We strongly advise against manipulating the internal structure of objects that belong to a class.

This can cause the data to become internally inconsistent, leading to errors that are very hard to fix. You Have Been Warned.

The internal data in an object could also be quite voluminous, filling your screen with a mess. To see a compact description of the internal structure of an object x, type str(x).

To strip away the class structure entirely, use y <- unclass(x), which can then be printed to reveal the entire data structure. If this is too complicated, use names(y) to determine the names of the components of y, and inspect individual components y[[ i ]].

• Which kinds of spatial data processing should be conducted in spatstat, rather than a GIS or other software?

The main strength of spatstat is statistical inference including exploratory statistics, model-fitting, model validation, nonparametric estimation, and hypothesis testing. For these purposes, spatstat typically has greater functionality than other systems, and the statistical procedures have been carefully checked.

The main strength of a typical GIS is its efficient handling of large spatially referenced datasets, including multiple data types, with efficient and flexible display and user interaction.

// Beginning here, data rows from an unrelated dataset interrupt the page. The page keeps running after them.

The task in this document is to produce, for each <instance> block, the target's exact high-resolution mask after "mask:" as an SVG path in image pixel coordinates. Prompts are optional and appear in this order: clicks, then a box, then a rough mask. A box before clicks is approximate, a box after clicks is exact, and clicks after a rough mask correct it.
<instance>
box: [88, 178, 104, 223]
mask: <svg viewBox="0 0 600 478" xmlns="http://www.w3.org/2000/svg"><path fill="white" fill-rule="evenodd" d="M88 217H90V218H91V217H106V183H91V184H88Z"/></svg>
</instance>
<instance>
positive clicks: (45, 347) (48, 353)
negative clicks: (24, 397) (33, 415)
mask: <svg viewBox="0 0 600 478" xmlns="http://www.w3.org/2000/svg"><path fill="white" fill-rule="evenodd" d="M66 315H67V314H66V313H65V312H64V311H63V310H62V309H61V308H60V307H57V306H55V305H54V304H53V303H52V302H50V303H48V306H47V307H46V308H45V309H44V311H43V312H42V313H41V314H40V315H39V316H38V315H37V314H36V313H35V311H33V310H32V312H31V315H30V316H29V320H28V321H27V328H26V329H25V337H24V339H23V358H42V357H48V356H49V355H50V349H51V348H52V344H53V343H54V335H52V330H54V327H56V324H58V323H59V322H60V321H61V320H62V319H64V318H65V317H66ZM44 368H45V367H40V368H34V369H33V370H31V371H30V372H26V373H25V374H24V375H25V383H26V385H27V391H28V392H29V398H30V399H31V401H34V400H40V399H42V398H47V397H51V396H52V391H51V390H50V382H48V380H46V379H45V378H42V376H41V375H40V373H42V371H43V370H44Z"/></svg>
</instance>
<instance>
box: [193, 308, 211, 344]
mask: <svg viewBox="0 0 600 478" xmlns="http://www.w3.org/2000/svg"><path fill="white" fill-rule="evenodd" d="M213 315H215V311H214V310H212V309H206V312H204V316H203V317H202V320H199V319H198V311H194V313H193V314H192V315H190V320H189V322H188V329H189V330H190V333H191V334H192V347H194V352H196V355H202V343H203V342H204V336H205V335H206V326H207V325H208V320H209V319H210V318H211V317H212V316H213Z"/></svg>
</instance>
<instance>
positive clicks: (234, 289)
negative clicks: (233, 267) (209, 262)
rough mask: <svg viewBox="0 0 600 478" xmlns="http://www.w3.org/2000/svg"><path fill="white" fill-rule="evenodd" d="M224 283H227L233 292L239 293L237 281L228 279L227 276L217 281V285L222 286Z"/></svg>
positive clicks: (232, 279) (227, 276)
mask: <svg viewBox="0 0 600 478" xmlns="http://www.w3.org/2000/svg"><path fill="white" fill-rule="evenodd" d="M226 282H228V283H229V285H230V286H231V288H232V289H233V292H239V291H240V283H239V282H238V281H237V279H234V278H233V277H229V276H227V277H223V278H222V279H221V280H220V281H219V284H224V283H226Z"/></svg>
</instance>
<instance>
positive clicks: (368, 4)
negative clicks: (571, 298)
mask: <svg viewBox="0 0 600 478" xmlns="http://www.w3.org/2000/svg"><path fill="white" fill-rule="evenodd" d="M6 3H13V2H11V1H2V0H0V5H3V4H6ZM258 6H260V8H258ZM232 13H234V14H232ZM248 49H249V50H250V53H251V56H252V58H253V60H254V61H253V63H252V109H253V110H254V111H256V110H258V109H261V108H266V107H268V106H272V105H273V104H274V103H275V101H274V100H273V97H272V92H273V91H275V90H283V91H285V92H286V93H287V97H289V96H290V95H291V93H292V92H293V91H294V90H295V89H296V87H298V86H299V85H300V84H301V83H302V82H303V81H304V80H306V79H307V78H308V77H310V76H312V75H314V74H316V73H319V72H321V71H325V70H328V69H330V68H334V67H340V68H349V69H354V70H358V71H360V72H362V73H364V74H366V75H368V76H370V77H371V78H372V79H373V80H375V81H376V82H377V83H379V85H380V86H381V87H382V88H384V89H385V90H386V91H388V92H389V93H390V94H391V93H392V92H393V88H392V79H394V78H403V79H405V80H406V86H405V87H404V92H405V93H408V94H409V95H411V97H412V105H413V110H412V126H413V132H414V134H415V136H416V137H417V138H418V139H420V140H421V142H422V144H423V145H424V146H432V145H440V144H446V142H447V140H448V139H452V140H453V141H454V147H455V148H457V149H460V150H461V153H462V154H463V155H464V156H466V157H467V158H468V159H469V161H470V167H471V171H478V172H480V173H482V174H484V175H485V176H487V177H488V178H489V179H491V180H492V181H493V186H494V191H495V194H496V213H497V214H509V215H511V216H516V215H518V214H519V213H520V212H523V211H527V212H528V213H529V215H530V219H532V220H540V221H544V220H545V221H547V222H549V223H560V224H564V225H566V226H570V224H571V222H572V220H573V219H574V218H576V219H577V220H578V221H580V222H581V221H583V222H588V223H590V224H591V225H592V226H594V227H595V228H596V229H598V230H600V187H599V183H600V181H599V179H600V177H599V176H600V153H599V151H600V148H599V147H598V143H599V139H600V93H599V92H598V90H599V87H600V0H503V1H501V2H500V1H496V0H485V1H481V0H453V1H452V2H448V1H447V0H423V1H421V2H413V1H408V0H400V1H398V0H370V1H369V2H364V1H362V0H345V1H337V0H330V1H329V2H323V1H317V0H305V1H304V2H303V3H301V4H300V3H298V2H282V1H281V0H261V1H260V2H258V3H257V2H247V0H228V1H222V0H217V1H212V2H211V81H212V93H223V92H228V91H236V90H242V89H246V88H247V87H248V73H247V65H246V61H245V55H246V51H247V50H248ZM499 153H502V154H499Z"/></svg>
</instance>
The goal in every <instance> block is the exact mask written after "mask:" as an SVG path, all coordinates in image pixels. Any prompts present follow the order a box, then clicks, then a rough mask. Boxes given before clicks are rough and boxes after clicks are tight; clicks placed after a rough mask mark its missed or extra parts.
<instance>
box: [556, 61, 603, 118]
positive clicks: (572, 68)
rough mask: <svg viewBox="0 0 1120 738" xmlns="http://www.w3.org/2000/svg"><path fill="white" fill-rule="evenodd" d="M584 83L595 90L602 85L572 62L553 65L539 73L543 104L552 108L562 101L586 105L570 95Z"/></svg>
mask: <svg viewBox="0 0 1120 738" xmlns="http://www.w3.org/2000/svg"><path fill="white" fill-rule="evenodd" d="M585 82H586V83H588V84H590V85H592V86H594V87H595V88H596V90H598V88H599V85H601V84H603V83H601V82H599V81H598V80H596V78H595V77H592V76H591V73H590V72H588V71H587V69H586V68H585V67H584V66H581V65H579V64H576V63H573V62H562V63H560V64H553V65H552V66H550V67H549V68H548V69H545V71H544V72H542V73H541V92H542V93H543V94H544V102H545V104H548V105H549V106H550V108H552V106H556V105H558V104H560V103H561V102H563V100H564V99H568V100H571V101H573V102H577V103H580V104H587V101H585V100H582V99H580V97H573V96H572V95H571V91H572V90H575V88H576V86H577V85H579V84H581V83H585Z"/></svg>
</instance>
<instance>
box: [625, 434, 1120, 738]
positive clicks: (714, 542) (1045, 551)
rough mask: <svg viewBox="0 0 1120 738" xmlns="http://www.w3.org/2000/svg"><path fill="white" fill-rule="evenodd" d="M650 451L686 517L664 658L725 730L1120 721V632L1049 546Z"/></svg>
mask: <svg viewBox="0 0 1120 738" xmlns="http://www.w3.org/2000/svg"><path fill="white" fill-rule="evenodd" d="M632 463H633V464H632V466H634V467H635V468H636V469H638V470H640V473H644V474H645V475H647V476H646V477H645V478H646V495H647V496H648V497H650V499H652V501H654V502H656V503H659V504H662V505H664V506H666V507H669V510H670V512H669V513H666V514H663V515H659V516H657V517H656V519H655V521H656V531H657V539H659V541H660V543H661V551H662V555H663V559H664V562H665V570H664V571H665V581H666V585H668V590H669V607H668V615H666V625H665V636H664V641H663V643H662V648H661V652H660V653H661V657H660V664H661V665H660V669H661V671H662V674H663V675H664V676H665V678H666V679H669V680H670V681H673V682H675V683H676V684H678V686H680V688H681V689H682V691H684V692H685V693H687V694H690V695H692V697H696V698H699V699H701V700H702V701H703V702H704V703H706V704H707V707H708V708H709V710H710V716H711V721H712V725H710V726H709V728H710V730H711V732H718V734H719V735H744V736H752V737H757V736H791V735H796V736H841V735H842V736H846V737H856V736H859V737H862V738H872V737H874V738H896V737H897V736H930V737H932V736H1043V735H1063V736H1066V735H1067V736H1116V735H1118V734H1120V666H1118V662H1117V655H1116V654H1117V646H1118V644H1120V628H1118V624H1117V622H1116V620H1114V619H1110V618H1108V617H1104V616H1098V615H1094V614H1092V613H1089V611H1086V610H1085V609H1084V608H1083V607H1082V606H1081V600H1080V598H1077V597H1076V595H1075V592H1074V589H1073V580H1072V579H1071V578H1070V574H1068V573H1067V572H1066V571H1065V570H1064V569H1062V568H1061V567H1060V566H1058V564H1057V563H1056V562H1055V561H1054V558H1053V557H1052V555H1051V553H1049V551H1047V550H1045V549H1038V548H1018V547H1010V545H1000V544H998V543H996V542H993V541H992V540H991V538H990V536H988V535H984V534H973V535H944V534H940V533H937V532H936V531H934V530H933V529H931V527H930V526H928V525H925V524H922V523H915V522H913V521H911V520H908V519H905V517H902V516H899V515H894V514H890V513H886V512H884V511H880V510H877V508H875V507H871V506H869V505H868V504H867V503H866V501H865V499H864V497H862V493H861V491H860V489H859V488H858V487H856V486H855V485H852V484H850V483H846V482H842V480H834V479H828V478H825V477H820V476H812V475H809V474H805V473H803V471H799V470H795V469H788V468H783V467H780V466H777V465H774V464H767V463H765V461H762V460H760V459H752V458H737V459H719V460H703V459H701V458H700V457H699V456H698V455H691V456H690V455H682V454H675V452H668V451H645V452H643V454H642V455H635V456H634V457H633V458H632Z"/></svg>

Although many GIS systems include add-on modules for statistical analysis, the correctness of add-on mod-ules is often difficult to verify.

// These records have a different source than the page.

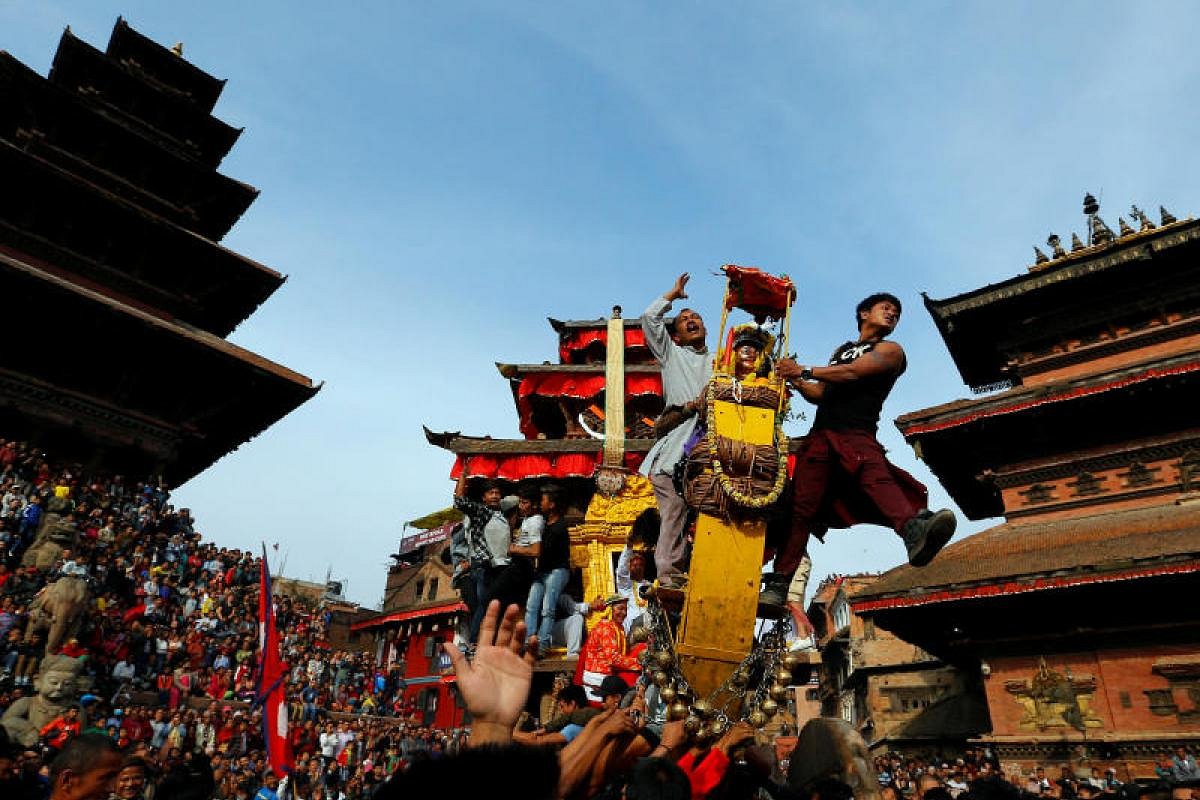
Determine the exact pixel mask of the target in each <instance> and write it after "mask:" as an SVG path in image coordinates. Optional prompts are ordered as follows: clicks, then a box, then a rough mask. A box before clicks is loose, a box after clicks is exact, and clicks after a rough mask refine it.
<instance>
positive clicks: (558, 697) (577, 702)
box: [556, 684, 588, 709]
mask: <svg viewBox="0 0 1200 800" xmlns="http://www.w3.org/2000/svg"><path fill="white" fill-rule="evenodd" d="M556 699H558V700H562V702H563V703H575V705H577V706H578V708H581V709H582V708H584V706H587V704H588V694H587V692H584V691H583V687H582V686H580V685H577V684H568V685H566V686H564V687H563V688H560V690H558V697H557V698H556Z"/></svg>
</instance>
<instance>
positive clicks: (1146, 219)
mask: <svg viewBox="0 0 1200 800" xmlns="http://www.w3.org/2000/svg"><path fill="white" fill-rule="evenodd" d="M1129 216H1130V217H1133V218H1134V219H1136V221H1138V224H1139V225H1140V229H1141V230H1144V231H1145V230H1153V229H1154V228H1156V227H1157V225H1156V224H1154V223H1153V222H1151V221H1150V217H1147V216H1146V212H1145V211H1142V210H1141V209H1139V207H1138V206H1135V205H1130V206H1129Z"/></svg>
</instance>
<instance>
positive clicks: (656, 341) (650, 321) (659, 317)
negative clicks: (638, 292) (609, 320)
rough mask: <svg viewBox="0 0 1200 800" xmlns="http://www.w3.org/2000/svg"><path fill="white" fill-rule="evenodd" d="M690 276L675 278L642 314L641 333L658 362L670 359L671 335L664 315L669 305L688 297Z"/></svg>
mask: <svg viewBox="0 0 1200 800" xmlns="http://www.w3.org/2000/svg"><path fill="white" fill-rule="evenodd" d="M690 279H691V276H690V275H688V273H686V272H684V273H683V275H680V276H679V277H678V278H676V282H674V285H672V287H671V288H670V289H668V290H667V291H666V293H665V294H664V295H662V296H661V297H655V299H654V302H652V303H650V306H649V308H647V309H646V311H644V312H642V332H643V333H646V347H648V348H649V349H650V353H652V354H653V355H654V357H655V359H658V360H659V361H660V362H662V361H665V360H666V359H667V357H670V354H671V345H672V342H671V333H670V332H667V324H666V319H664V315H665V314H666V313H667V311H670V308H671V303H673V302H674V301H676V300H683V299H684V297H686V296H688V291H686V288H688V281H690Z"/></svg>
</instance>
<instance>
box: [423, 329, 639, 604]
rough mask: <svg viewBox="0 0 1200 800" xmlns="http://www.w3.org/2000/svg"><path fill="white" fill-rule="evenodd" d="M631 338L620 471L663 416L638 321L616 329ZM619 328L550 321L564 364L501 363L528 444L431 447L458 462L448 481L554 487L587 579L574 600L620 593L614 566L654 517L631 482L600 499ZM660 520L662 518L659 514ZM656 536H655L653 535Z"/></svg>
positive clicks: (454, 445)
mask: <svg viewBox="0 0 1200 800" xmlns="http://www.w3.org/2000/svg"><path fill="white" fill-rule="evenodd" d="M618 321H619V327H620V330H622V331H623V333H624V342H623V343H622V344H623V349H624V365H623V374H624V398H623V399H624V422H625V425H624V433H625V437H624V440H623V447H622V449H620V450H622V453H623V455H622V465H623V467H625V468H628V469H629V470H636V469H637V468H638V467H640V465H641V463H642V459H643V458H644V457H646V453H647V451H649V449H650V446H652V445H653V444H654V440H653V435H654V432H653V425H654V419H655V417H656V416H658V415H659V414H660V413H661V411H662V379H661V375H660V368H659V365H658V362H655V361H654V356H653V355H650V351H649V349H648V348H647V347H646V338H644V336H643V333H642V326H641V319H640V318H637V319H625V320H618ZM611 323H612V320H607V319H595V320H571V321H559V320H556V319H551V320H550V324H551V327H552V329H553V330H554V332H556V333H557V336H558V362H557V363H551V362H545V363H518V365H515V363H498V365H496V366H497V369H498V371H499V373H500V375H502V377H503V378H505V379H508V381H509V384H510V386H511V389H512V398H514V403H515V405H516V411H517V417H518V425H520V431H521V433H522V434H523V437H524V438H523V439H493V438H491V437H470V435H463V434H461V433H433V432H431V431H428V429H426V438H427V439H428V440H430V443H431V444H433V445H436V446H439V447H443V449H445V450H449V451H450V452H452V453H454V455H455V463H454V468H452V470H451V477H454V479H457V477H458V475H460V473H461V470H463V469H466V470H467V475H468V477H469V479H470V483H472V485H476V483H478V482H480V481H475V480H474V479H480V480H482V479H499V480H503V481H509V482H511V483H512V485H514V487H515V486H516V485H517V483H520V482H521V481H538V482H547V481H553V482H554V483H558V485H559V486H562V487H563V491H564V492H565V495H566V498H568V504H569V506H570V510H569V513H568V516H566V519H568V522H569V523H570V524H571V563H572V566H574V567H577V569H580V570H581V575H580V576H577V577H578V578H581V579H582V583H580V582H578V581H577V582H575V583H574V584H572V585H571V587H569V591H570V593H571V594H572V596H577V597H578V599H580V600H584V599H587V600H590V599H593V597H595V596H598V595H600V596H604V595H608V594H612V593H613V591H616V572H614V567H616V559H617V555H618V554H619V552H620V549H623V548H624V546H625V542H626V540H628V539H629V534H630V533H631V531H632V528H634V524H635V523H636V522H637V519H638V518H640V517H641V516H642V515H643V513H646V512H647V511H649V510H653V509H655V504H654V493H653V491H652V489H650V486H649V482H648V481H630V482H629V483H628V485H626V488H625V491H623V492H620V493H619V494H617V495H613V497H606V495H604V494H601V493H596V492H595V475H596V469H598V467H600V465H601V464H602V463H604V461H605V441H604V432H605V419H606V415H607V414H606V399H607V398H606V374H605V371H606V361H607V353H608V329H610V326H611ZM654 513H655V515H656V510H655V512H654ZM655 533H656V531H655Z"/></svg>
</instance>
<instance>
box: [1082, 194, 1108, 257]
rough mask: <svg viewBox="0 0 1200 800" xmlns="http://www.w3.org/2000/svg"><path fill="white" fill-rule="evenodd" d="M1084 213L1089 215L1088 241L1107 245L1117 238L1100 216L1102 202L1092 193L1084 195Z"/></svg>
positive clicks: (1088, 226) (1088, 222)
mask: <svg viewBox="0 0 1200 800" xmlns="http://www.w3.org/2000/svg"><path fill="white" fill-rule="evenodd" d="M1084 213H1086V215H1087V243H1088V245H1106V243H1109V242H1110V241H1112V240H1114V239H1115V236H1114V235H1112V229H1111V228H1109V227H1108V225H1106V224H1105V223H1104V219H1102V218H1100V203H1099V200H1097V199H1096V198H1094V197H1092V193H1091V192H1088V193H1087V194H1085V196H1084Z"/></svg>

Consequently, large spatial datasets should first be inspected and edited in specialised software appropriate to the application, such as a GIS. We recommend that statistical inference should usually be performed in spatstat.

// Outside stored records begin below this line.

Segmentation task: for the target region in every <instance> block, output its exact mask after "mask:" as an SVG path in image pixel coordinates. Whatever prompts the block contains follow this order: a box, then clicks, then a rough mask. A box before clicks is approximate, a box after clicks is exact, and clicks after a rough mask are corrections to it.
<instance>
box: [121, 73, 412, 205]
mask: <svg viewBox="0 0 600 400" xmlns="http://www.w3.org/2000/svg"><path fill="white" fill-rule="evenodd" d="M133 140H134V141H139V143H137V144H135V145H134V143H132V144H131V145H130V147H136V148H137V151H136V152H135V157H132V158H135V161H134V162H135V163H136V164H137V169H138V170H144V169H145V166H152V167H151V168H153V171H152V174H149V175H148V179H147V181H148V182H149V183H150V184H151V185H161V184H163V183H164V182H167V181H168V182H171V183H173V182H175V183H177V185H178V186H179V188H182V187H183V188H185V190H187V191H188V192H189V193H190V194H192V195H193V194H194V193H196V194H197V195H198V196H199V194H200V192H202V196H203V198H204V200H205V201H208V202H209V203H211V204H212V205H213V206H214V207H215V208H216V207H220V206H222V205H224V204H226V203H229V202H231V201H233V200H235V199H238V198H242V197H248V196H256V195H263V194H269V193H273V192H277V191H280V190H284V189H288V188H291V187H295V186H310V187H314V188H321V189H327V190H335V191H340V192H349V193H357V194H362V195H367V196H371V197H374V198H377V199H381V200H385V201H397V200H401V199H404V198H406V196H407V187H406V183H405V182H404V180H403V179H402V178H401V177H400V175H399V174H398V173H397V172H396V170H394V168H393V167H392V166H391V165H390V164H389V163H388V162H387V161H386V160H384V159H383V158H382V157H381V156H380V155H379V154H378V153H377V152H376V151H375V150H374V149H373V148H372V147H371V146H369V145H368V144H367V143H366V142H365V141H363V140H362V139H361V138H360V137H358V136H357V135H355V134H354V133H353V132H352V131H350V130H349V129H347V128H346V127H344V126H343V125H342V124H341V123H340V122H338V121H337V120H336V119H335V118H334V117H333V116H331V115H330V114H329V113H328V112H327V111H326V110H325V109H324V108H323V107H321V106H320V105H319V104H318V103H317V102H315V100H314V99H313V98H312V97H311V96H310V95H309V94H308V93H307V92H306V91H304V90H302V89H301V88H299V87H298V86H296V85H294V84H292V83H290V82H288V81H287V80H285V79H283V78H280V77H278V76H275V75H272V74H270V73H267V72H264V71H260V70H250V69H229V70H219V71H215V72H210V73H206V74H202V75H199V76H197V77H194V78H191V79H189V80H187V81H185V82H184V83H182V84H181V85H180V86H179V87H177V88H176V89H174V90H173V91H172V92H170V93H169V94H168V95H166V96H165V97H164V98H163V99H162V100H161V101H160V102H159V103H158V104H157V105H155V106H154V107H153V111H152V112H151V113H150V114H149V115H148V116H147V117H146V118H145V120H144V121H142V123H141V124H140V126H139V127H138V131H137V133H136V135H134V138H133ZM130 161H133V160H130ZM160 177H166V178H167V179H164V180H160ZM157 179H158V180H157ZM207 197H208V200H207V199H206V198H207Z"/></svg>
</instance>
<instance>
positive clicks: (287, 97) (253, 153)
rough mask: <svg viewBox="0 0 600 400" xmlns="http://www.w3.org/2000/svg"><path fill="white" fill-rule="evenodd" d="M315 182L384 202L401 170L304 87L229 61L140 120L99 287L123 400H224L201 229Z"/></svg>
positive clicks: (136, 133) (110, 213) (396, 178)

• Is it possible in spatstat to extract data from a ‘stack’ of multiple pixel images, in a manner analogous to appying extract() to an object of class RasterStack in the raster package?

Currently spatstat has no objects directly analogous to RasterStack objects (although this will change in the future). Multiple pixel images are normally stored in a list-type object. Data can be extracted from such a list using a function of the lapply genre. Given a list L of images, one could extract the pixel values corresponding to the points of a pattern X via LX<-lapply(L,"[",i=X).

The result LX would be a list of vectors (or factors) of pixel values from the corresponding entries of L.

• Do the Dirchlet/Voronoï tessellation facilities of spatstat provide for weighted tessellations?

No.

• Does spatstat make use of alternative graphical systems such as ggplot2 or lattice, or provide facilities so that users can apply these systems?

No. All of the graphical methods in spatstat are written using base R graphics. Users can, of course, extract any data they wish from spatstat objects and plot these data as they choose.

All data are accessible. It is unlikely that spatstat will be converted to depend on lattice or ggplot2 in the foreseeable future.